Don followed in his father’s footsteps and became a pediatrician, when he learned that caring for Massachusetts’ children also meant improving the hospitals, health systems, and communities that families depend on. In 1991, he helped found the non-profit Institute for Healthcare Improvement, where for 20 years he led scores of projects and massive campaigns – credited with saving hundreds of thousands of lives. Don has been named to the list of most influential health care leaders in the country every year for more than a decade. In 2011, he ranked #4 on the list – just after President Obama.
In 2010, the President asked Don to go to Washington to lead the Medicare and Medicaid programs. Don took charge of an agency with a budget over $800 billion—larger than the Pentagon’s—and led a staff of more than 5,500 people. At one of the most critical times in our nation’s history, Don implemented many of the most important provisions of the Affordable Care Act.
The toxic politics of Washington cut short Don’s time there. Right-wing pundits attacked his commitment to equity and care for all. Glenn Beck labeled him the “second most dangerous man in America.” Senate Republicans vowed to filibuster his confirmation. In the face of the same Republicans who blocked Elizabeth Warren’s confirmation to head the Consumer Financial Protection Bureau, Don was forced to step aside after only 17 months leading Medicaid and Medicare.
But Don was inspired by the potential of public service. Each morning, Don walked by the words of former Vice-President Hubert Humphrey engraved on the Health and Human Services Building: “The moral test of government is how it treats those who are in the dawn of life, the children; those who are in the twilight of life, the elderly; and those who are in the shadows of life, the sick, the needy and the handicapped.”

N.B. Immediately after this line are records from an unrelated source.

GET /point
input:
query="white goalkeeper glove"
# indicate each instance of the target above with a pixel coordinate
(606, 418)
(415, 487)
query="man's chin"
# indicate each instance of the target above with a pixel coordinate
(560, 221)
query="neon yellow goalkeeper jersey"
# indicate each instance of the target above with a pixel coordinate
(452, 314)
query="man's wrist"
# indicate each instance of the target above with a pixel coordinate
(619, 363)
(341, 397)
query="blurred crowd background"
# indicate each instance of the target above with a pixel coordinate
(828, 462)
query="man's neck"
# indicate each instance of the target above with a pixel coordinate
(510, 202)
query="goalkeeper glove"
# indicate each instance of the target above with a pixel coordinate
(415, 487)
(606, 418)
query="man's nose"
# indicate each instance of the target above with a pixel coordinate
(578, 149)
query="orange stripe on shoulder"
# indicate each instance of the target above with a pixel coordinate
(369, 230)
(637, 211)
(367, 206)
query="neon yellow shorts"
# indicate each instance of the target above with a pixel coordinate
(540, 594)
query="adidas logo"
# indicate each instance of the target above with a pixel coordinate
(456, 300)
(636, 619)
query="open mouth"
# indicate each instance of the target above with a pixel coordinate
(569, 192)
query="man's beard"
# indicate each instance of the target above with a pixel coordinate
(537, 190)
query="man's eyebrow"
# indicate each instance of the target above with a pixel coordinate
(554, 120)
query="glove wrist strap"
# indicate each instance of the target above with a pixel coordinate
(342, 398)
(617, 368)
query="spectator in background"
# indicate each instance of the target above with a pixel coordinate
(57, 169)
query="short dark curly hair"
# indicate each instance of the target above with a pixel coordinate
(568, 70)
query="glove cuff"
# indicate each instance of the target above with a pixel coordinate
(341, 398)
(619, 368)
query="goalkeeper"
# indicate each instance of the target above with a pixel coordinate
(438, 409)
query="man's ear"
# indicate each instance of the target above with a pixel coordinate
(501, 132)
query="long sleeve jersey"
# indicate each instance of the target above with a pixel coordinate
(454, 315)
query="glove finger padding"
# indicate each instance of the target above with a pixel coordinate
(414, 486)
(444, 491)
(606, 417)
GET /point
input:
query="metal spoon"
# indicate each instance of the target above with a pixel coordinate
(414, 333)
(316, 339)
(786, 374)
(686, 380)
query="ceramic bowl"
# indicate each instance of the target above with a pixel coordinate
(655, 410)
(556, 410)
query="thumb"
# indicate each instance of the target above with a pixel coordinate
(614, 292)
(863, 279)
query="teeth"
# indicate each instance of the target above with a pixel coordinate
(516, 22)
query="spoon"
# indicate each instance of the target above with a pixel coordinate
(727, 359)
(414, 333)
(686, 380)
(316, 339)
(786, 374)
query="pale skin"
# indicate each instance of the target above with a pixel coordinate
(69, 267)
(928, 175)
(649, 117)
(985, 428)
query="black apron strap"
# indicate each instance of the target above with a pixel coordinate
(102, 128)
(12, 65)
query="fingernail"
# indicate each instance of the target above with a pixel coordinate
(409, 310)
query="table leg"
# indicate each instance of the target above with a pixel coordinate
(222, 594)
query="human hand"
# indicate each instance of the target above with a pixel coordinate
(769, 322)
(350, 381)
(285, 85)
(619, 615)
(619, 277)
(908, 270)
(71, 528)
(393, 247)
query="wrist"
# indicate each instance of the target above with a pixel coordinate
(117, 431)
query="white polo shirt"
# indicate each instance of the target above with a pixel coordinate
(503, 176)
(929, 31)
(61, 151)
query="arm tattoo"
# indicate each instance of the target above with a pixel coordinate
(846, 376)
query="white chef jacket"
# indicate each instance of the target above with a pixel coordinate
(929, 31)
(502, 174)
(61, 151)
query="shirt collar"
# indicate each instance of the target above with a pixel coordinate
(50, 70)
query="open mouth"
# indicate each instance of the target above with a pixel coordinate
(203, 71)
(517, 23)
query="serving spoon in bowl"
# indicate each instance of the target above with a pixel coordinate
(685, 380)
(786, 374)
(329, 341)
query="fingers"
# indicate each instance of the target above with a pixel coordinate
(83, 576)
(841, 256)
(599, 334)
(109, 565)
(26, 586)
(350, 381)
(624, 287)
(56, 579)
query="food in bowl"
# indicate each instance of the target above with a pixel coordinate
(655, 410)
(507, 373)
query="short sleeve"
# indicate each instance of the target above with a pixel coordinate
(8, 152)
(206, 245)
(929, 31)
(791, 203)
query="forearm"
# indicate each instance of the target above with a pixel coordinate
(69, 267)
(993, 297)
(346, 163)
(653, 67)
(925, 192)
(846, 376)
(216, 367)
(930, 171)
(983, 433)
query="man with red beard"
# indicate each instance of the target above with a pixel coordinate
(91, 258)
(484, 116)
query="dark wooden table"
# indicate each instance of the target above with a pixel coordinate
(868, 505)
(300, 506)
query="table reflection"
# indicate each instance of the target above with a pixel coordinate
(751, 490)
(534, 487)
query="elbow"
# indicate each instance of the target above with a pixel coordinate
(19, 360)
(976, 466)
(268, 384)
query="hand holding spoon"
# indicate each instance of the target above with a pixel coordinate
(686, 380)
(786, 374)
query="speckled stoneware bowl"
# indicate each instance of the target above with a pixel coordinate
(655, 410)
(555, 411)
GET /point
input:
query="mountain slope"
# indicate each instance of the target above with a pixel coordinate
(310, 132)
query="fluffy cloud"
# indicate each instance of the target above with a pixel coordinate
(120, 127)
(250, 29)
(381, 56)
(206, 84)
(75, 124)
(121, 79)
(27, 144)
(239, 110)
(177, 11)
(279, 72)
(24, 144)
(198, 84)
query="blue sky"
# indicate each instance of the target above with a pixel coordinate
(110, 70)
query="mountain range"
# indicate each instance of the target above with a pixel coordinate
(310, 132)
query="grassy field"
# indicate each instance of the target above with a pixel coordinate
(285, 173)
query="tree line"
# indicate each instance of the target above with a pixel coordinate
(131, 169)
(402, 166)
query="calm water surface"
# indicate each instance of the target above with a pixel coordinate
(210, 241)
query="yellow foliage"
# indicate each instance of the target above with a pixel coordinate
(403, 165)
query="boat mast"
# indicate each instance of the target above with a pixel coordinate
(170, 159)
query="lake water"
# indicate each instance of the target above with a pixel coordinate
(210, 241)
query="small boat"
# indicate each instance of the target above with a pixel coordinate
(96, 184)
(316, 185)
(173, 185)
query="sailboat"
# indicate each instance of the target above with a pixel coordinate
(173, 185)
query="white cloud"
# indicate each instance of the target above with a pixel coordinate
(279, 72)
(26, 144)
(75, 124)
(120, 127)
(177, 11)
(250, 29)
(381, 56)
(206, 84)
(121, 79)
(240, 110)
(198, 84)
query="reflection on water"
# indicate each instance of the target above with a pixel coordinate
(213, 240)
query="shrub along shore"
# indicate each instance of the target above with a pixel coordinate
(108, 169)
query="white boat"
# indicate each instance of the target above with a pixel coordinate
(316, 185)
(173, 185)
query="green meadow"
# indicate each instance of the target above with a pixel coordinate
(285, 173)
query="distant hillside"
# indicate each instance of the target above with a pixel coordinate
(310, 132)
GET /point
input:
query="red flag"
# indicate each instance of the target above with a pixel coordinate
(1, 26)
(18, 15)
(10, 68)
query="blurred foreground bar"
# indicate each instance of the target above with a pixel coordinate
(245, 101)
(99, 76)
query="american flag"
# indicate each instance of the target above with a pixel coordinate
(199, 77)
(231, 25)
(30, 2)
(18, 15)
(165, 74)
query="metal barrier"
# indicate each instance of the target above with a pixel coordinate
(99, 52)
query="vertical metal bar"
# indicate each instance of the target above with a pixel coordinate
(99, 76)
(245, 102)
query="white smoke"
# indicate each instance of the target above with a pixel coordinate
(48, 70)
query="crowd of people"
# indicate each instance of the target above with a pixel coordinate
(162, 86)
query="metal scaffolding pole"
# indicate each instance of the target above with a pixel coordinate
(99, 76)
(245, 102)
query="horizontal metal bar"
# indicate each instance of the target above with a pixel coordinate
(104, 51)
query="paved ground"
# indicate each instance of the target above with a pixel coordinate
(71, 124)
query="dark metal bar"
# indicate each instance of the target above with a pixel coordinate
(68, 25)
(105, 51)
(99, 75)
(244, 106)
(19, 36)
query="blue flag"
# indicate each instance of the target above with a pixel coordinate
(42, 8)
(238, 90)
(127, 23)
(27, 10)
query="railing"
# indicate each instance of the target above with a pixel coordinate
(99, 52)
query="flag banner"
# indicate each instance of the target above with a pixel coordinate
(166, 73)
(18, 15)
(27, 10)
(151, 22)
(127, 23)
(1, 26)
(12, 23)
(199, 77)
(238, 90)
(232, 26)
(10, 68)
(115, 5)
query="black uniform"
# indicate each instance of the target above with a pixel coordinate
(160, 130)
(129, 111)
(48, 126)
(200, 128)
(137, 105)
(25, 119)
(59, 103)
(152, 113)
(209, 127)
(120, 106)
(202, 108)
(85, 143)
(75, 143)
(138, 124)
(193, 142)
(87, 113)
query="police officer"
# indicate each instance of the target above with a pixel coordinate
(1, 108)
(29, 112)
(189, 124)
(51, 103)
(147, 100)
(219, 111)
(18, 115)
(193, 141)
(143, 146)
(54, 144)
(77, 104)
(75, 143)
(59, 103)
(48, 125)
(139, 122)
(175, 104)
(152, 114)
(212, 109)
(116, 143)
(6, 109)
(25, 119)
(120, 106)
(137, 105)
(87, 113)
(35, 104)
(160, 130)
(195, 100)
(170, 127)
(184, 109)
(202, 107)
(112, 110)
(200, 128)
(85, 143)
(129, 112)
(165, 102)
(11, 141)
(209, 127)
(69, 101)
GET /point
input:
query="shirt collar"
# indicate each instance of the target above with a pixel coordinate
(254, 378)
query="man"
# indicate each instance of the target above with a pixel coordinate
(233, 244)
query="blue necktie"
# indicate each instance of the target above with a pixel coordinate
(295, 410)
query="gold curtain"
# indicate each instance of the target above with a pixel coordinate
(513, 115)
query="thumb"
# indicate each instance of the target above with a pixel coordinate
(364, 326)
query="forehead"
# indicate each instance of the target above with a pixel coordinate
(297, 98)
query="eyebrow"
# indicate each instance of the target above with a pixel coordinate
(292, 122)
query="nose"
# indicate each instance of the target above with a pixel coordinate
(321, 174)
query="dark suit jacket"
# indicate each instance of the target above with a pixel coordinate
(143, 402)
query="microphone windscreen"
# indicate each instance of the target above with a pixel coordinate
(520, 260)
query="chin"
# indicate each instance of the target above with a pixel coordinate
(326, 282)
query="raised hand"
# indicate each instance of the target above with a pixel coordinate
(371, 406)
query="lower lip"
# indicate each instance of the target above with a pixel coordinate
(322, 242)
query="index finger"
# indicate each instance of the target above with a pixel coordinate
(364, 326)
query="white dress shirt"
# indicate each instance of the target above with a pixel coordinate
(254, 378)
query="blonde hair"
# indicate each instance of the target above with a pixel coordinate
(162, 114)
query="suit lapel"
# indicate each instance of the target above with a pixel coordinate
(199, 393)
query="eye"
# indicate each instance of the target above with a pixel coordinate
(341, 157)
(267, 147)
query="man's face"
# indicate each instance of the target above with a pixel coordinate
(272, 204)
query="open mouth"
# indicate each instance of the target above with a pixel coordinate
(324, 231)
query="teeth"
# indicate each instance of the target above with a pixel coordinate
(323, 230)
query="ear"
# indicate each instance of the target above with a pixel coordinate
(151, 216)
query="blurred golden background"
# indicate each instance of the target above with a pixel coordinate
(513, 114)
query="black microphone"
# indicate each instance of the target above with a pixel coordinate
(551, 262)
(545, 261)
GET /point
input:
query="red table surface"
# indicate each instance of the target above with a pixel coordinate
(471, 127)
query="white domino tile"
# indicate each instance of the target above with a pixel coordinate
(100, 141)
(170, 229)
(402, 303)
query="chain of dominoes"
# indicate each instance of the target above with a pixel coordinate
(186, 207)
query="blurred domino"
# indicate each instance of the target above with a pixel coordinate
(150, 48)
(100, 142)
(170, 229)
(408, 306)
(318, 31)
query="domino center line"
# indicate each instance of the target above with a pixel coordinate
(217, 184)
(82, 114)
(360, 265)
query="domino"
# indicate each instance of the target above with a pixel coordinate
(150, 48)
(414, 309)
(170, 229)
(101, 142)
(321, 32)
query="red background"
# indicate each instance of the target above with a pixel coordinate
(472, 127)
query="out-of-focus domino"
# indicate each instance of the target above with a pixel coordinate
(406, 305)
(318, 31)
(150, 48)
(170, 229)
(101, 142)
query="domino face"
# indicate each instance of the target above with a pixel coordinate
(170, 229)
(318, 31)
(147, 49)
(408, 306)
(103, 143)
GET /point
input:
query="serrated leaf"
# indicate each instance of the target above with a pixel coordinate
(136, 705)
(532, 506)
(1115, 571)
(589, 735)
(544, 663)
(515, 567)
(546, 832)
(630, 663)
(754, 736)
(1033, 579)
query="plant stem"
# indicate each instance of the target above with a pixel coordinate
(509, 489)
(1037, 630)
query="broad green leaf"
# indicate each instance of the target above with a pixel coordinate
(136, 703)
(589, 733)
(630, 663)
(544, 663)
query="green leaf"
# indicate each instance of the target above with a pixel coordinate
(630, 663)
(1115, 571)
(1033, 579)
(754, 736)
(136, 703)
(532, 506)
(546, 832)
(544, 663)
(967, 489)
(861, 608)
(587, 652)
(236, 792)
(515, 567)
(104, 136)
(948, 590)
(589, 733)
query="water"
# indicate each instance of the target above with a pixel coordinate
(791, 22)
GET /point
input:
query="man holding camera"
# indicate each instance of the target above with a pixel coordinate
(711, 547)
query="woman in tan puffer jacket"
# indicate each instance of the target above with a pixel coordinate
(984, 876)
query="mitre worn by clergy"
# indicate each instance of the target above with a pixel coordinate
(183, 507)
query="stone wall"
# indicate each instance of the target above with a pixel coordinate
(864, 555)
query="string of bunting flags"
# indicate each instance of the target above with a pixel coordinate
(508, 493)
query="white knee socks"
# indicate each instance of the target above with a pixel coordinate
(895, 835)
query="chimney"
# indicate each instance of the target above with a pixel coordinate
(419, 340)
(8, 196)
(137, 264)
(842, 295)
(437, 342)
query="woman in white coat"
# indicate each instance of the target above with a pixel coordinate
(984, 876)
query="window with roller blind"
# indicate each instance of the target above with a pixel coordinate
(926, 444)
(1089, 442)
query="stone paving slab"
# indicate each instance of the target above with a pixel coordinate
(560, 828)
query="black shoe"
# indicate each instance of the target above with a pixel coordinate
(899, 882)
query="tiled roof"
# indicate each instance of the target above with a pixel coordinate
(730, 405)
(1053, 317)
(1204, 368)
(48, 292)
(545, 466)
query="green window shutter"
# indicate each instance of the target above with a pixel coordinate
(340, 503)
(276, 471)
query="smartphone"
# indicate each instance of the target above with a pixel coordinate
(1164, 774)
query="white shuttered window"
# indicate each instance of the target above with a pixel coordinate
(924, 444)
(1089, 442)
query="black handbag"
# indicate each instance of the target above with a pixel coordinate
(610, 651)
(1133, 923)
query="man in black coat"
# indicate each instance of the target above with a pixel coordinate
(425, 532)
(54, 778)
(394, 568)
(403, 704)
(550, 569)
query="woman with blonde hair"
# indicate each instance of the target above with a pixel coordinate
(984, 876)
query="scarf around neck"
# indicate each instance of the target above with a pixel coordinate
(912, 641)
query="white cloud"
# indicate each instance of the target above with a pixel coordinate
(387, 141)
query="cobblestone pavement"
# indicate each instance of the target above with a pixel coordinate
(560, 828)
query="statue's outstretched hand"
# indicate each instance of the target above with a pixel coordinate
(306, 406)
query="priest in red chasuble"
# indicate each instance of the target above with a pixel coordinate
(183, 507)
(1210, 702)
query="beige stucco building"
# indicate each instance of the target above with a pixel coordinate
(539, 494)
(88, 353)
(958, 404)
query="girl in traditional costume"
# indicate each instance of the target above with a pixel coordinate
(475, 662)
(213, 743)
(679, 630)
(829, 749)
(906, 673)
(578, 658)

Don knows that if we commit to this moral test, we can defeat the toxic politics he saw in Washington. Massachusetts has been at the forefront of this fight through its long history. The Commonwealth was the first state that committed to health care as a human right; that said you can marry who you love; that built schools that are the envy of the world. It has the potential to be the state that ends poverty; that gives all citizens a roof over their head; and that leaves no one behind. As the next Governor of Massachusetts, Don Berwick will work each and every day to meet that potential.